Je suis charmé d’apprendre que les eaux de Luxeuil vous font du bien ; mais je crains que le pays ne vous amuse guère. Je voudrais vous y envoyer des gens aimables ; mais il n’y en a pas beaucoup à présent et ils se portent ou trop mal ou trop bien pour aller à Luxeuil. Quant à moi, je ne puis bouger, vous le savez, et je me garderai bien d’aller réclamer vos soins en qualité de garde-malade. Je ne vois pas du tout. Je n’ai pas vu l’empereur Alexandre, et seulement hier le hasard m’a fait rencontrer le roi de Prusse, qui a été reçu, ce me semble, poliment, mais fraîchement, l’empereur Alexandre l’avait été mieux. Il est vrai que, l’autre jour, s’étant aventuré au Palais de Justice, un avocat en robe lui a crié dans l’oreille : « Vive la Pologne ! » Des étudiants de dixième année lui ont répété le même cri devant l’hôtel de Cluny. On dit pourtant qu’il est content et qu’il s’amuse. Les récits qu’on m’a faits de la fête de la princesse Metternich me font douter qu’on puisse faire aussi bien chez M. de Goltz et M. de Budberg. Je crois que, si j’avais des souverains à recevoir, je les mènerais à Mabille et à la Closerie des Lilas, selon le précepte qui recommande de donner du nouveau aux gens blasés. C’est pour cela que les amants des souveraines ne sauraient mieux faire que de les battre, afin de leur procurer des sensations encore inconnues. Les jambes de Mademoiselle Schneider paraissent avoir produit beaucoup d’effet sur le prince Vladimir. Son auguste père, après la visite aux Variétés, s’est promené tout seul dans le passage des Panoramas, suivi par quelques messieurs de la troupe de M. Hirvoix, chargé de le préserver des Polonais de mauvaise humeur. On a été quelque temps à se méprendre sur ses intentions, jusqu’à ce que, découvrant des cabinets particuliers mais publics, le czar y est entré d’un air de grande satisfaction.

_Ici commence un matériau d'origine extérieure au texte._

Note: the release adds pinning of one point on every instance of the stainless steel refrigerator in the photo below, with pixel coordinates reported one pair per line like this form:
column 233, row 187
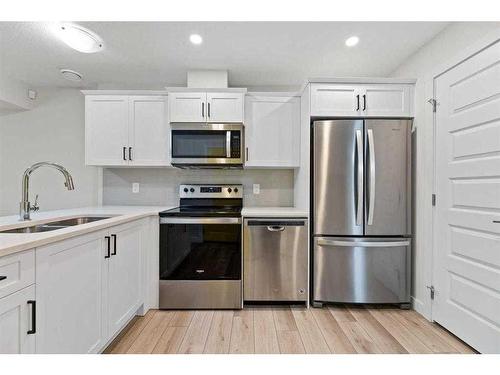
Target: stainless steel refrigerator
column 361, row 209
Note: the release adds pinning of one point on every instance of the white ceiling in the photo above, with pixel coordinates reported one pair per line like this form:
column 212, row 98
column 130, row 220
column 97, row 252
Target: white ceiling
column 155, row 54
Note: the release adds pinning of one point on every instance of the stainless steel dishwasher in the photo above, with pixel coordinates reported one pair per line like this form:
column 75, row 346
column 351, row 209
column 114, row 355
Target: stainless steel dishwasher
column 275, row 264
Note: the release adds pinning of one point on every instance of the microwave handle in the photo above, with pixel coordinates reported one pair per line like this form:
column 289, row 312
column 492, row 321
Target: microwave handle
column 228, row 144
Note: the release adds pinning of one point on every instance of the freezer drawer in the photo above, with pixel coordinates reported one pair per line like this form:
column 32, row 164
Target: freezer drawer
column 275, row 264
column 361, row 270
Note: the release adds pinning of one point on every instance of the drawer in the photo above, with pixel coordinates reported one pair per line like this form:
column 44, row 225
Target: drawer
column 17, row 271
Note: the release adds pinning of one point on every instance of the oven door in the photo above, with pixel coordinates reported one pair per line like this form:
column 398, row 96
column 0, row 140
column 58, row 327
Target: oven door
column 200, row 263
column 206, row 144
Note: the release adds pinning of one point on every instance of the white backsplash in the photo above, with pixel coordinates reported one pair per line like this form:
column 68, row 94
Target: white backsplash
column 160, row 186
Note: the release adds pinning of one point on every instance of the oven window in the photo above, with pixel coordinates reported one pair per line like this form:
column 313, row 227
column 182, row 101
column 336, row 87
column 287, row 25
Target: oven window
column 200, row 252
column 198, row 144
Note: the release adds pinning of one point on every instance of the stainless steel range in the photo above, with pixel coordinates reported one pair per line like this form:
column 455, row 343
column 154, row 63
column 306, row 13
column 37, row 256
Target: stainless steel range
column 200, row 249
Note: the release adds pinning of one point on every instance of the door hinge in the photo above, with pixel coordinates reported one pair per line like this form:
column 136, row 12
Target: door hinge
column 434, row 104
column 432, row 291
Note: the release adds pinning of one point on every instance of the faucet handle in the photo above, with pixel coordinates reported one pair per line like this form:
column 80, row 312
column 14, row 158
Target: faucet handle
column 35, row 206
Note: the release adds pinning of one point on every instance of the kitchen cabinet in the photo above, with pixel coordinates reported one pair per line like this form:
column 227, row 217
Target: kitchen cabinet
column 272, row 131
column 361, row 100
column 88, row 288
column 17, row 327
column 210, row 107
column 126, row 130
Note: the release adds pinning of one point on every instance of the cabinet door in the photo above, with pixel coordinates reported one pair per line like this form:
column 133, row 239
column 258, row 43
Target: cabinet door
column 335, row 100
column 16, row 319
column 149, row 131
column 106, row 129
column 272, row 131
column 225, row 107
column 386, row 101
column 70, row 302
column 187, row 106
column 124, row 276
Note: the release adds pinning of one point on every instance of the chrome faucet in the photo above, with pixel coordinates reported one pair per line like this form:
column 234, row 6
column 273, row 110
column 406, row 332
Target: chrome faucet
column 25, row 206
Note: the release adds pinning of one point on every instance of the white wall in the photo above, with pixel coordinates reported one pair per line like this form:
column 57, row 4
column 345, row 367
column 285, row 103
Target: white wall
column 52, row 131
column 441, row 50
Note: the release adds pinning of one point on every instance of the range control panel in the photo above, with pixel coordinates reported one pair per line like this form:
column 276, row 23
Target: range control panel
column 210, row 191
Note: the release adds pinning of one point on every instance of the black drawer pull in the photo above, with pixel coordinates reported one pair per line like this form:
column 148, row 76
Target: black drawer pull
column 108, row 247
column 114, row 244
column 32, row 331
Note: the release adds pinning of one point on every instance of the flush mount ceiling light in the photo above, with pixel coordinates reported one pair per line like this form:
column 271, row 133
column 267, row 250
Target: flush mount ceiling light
column 79, row 38
column 352, row 41
column 71, row 75
column 196, row 39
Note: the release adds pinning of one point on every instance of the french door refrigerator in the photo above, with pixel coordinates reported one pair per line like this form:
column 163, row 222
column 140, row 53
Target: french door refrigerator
column 361, row 202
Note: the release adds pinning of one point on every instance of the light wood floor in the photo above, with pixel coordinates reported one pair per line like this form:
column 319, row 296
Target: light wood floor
column 286, row 330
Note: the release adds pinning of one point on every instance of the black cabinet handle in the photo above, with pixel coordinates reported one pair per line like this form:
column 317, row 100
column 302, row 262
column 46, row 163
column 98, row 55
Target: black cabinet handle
column 108, row 240
column 114, row 244
column 32, row 331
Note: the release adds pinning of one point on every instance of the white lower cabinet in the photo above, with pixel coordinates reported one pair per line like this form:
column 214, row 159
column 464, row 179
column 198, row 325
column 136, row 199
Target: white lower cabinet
column 17, row 323
column 87, row 289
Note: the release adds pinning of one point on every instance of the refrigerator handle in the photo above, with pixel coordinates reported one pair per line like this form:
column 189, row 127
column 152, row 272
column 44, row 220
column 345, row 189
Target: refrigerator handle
column 371, row 199
column 363, row 244
column 359, row 178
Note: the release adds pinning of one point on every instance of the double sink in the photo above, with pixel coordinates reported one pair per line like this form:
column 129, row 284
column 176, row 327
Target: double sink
column 54, row 225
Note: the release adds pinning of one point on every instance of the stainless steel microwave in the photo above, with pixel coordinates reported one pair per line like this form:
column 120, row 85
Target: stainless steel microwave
column 207, row 145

Hier, à onze heures du soir, un de mes amis qui m’avait tenu compagnie et qui venait de me quitter, est remonté précipitamment pour me dire que le feu était à ma maison. En sortant dans la rue, un sergent de ville lui avait dit : « Comment, vous sortez et le feu est chez vous ! » J’ai ouvert la fenêtre et j’ai senti en effet beaucoup de fumée, mais je n’ai pas vu de feu. Il y avait sous ma fenêtre un grand rassemblement. Ma cuisinière commençait à prendre son chat et j’hésitais entre mon argent et mes bottes, lorsqu’on a découvert qu’il ne s’agissait que d’un feu chez un boulanger de la rue du Bac, assez loin de chez moi.

Adieu, chère Présidente ; vous ne me parlez pas de vos projets. Vous reverrai-je cette année ?

Veuillez agréer l’expression de tous mes respectueux hommages.